# What You Need:
→ Dry Ingredients
01 - 1 2/3 cups all-purpose flour
02 - 1/4 cup unsweetened cocoa powder
03 - 1 1/2 teaspoons baking powder
04 - 1/4 teaspoon baking soda
05 - 1/4 teaspoon salt
→ Wet Ingredients
06 - 1/2 cup unsalted butter, softened
07 - 1 cup granulated sugar
08 - 2 large eggs, room temperature
09 - 1 teaspoon vanilla extract
10 - 1 teaspoon white vinegar
11 - 1 tablespoon red food coloring (liquid or gel)
→ For Rolling
12 - 1/2 cup powdered sugar
13 - 1/4 cup granulated sugar
# How To Make It:
01 - Whisk together the flour, cocoa powder, baking powder, baking soda, and salt in a medium bowl; set aside.
02 - Beat the softened butter and granulated sugar in a large bowl until light and fluffy using a mixer or whisk.

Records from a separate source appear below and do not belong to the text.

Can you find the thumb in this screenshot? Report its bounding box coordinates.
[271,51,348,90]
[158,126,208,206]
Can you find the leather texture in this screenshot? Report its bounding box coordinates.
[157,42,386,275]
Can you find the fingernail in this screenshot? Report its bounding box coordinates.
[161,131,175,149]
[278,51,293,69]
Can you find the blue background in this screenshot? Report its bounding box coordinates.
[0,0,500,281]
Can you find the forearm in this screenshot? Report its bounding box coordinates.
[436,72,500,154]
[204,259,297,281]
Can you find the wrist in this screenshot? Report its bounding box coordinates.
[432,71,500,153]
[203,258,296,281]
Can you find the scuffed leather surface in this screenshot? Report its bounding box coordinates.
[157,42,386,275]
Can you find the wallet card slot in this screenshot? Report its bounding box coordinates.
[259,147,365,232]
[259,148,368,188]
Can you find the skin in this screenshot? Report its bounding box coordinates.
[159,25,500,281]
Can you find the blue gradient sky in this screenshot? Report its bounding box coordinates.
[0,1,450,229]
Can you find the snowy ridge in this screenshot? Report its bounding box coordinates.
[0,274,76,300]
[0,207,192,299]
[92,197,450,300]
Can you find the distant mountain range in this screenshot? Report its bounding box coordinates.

03 - Incorporate eggs one at a time, mixing thoroughly after each; then add vanilla extract, vinegar, and red food coloring, blending until homogeneous.
04 - Gradually fold the dry ingredients into the wet mixture, stirring just until combined to avoid overmixing.
05 - Cover the dough and refrigerate for at least 30 minutes until firm enough to handle.
06 - Preheat oven to 350°F; line two baking sheets with parchment paper.
07 - Scoop tablespoon-sized portions of chilled dough and roll each into a ball.
08 - Roll each ball first in granulated sugar, then coat generously with powdered sugar.
09 - Place coated dough balls 2 inches apart on prepared baking sheets.
10 - Bake for 11 to 13 minutes until puffed with cracked surfaces but soft centers.
11 - Let cookies cool on the baking sheet for 5 minutes before transferring to a wire rack to cool fully.